By ensuring a reliable supply of oxygen, lives will be saved and better prepared for future pandemics.
About GO2AL
During the COVID-19 pandemic in February 2021, amidst widespread global oxygen shortages, the world’s leading health agencies created the Oxygen Emergency Taskforce as part of the Access to COVID-19 Tools Accelerator (ACT-Accelerator). The taskforce raised more than US$1 billion to boost access to medical oxygen, expand production, negotiate for better pricing, and provide technical advice to governments. As the world transitioned from the acute phase of the COVID-19 pandemic and prepares for future health threats, the ACT-Accelerator Oxygen Emergency Taskforce evolved in May 2023 into the Global Oxygen Alliance (GO2AL), a broader partnership of about 20 health agencies and representatives from civil society and affected communities. With this transition, GO2AL will continue to support countries in their efforts to convert the investments made during the pandemic into lives saved and to expand the work started by the taskforce. GO2AL will collaborate across members and other partnerships to strongly position and advocate for sustainable oxygen systems as a building block for universal health coverage and pandemic prevention, preparedness, and response, and to support the implementation of the World Health Assembly resolution to increase access to medical oxygen.

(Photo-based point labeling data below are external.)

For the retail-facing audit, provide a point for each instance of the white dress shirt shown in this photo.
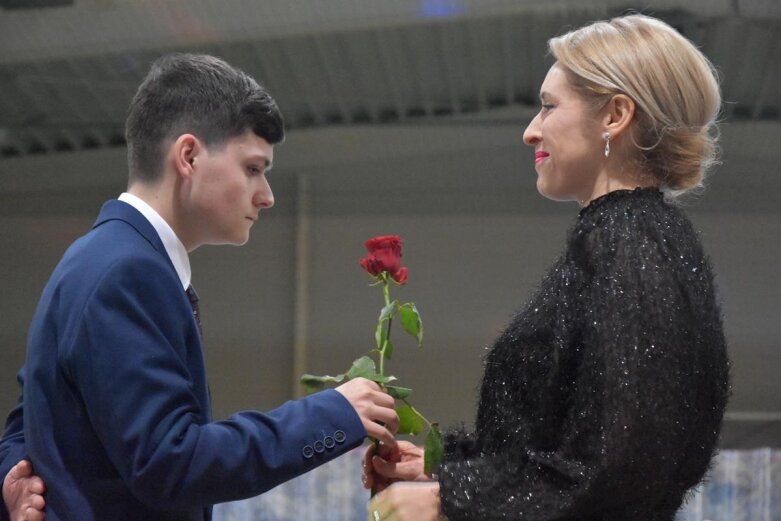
(173, 246)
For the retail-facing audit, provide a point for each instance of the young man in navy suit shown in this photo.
(115, 413)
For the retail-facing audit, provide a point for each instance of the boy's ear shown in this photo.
(185, 150)
(619, 114)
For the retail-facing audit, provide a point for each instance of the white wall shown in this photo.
(478, 239)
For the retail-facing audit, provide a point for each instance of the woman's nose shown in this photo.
(531, 136)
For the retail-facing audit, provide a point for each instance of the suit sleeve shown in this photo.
(130, 363)
(644, 407)
(12, 449)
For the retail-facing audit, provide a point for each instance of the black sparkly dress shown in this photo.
(603, 398)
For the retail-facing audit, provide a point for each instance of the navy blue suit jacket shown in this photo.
(115, 411)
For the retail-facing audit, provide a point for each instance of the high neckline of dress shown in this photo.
(640, 192)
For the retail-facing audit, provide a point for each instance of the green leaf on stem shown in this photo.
(388, 352)
(379, 334)
(380, 379)
(410, 421)
(362, 367)
(410, 320)
(389, 310)
(313, 383)
(433, 449)
(398, 393)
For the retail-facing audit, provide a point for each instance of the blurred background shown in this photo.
(404, 117)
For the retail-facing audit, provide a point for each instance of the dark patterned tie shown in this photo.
(193, 296)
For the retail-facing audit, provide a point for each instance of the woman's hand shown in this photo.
(23, 493)
(407, 501)
(385, 466)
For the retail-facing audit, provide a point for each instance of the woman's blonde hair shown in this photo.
(674, 87)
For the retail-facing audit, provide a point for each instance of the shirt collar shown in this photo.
(173, 246)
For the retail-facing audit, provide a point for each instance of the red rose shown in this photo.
(385, 255)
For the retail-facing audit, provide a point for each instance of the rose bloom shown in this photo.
(385, 255)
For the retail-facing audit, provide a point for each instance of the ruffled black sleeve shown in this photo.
(640, 380)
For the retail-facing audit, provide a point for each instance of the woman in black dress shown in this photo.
(603, 398)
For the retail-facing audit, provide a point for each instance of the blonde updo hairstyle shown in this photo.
(674, 87)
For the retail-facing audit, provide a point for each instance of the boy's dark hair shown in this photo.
(197, 94)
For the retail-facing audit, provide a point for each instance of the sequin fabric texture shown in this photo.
(603, 398)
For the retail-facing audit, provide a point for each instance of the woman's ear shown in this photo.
(620, 111)
(185, 150)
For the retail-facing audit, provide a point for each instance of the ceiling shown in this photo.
(68, 72)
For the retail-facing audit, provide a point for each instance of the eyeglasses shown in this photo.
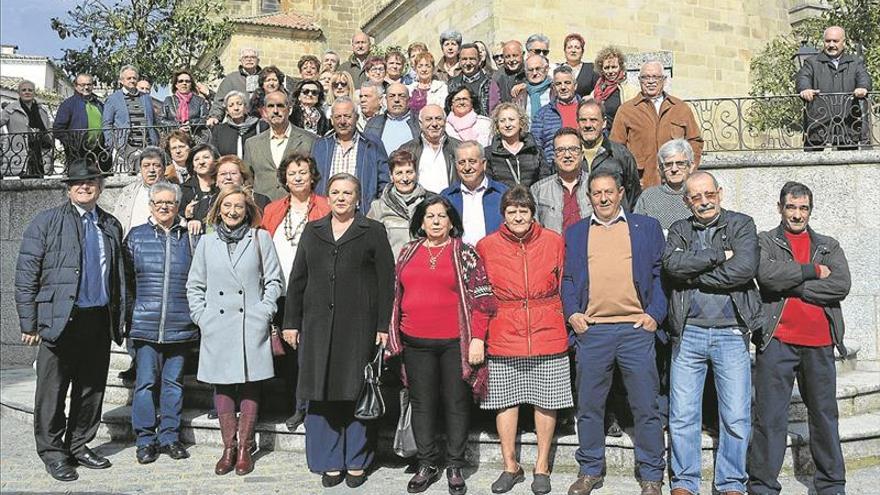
(568, 150)
(680, 164)
(709, 195)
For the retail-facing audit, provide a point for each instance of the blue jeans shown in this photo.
(633, 349)
(159, 380)
(728, 352)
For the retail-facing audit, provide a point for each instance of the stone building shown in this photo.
(707, 44)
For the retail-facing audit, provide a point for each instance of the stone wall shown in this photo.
(844, 185)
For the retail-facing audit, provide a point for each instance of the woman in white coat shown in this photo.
(233, 284)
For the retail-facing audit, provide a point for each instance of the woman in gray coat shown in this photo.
(233, 284)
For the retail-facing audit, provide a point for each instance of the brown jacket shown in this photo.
(638, 126)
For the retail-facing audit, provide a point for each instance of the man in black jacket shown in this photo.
(834, 85)
(803, 277)
(70, 293)
(710, 261)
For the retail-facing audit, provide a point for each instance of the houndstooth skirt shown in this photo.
(542, 381)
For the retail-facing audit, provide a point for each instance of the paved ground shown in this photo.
(276, 472)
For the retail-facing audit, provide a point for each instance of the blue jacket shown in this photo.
(491, 202)
(156, 267)
(646, 239)
(71, 113)
(115, 116)
(547, 121)
(372, 166)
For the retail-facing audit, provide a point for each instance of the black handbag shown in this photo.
(370, 404)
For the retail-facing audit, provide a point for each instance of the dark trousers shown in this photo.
(78, 360)
(633, 350)
(335, 440)
(775, 370)
(433, 368)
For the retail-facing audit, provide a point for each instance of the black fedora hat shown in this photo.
(82, 169)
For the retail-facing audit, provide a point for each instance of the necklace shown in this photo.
(291, 233)
(432, 258)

GO2AL members include the Access to Medicine Foundation; Africa Centres for Disease Control and Prevention; the Bill & Melinda Gates Foundation; Build Health International; the Clinton Health Access Initiative; the Every Breath Counts Coalition; Pan American Health Organization, Partners In Health; PATH; Save the Children; the Global Fund to Fight AIDS, Tuberculosis and Malaria; UNICEF; Unitaid; UNOPS; the United States Agency for International Development; the World Health Organization; the World Bank; and representatives from civil society and affected communities. New members, including representation from LMICs, are being invited as GO2AL strives to build a stronger, more diverse, and inclusive membership.